The resulting graph is given as a 2D-array of edges. Each element of edges is a pair [u, v] with u < v, that represents an undirected edge connecting nodes u and v.
Return an edge that can be removed so that the resulting graph is a tree of N nodes. If there are multiple answers, return the answer that occurs last in the given 2D-array. The answer edge [u, v] should be in the same format, with u < v.
Example 1:
Input: [[1,2], [1,3], [2,3]] Output: [2,3] Explanation: The given undirected graph will be like this: 1 / \ 2 - 3
Example 2:
Input: [[1,2], [2,3], [3,4], [1,4], [1,5]] Output: [1,4] Explanation: The given undirected graph will be like this: 5 - 1 - 2 | | 4 - 3
Note:
- The size of the input 2D-array will be between 3 and 1000.

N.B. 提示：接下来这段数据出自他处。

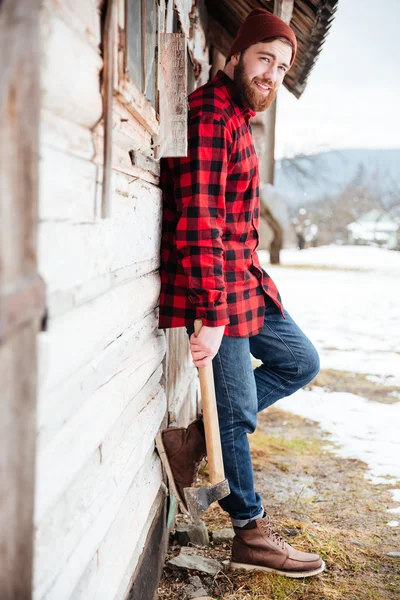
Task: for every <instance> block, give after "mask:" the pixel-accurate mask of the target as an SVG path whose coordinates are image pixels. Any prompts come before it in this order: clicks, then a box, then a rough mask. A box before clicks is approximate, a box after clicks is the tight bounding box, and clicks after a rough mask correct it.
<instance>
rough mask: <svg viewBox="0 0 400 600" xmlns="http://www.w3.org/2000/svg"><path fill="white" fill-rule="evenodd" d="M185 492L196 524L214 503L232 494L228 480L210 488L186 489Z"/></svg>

- Every integer represented in the 2D-array will be between 1 and N, where N is the size of the input array.
Update (2017-09-26):
We have overhauled the problem description + test cases and specified clearly the graph is an undirected graph. For the directedgraph follow up please see Redundant Connection II). We apologize for any inconvenience caused.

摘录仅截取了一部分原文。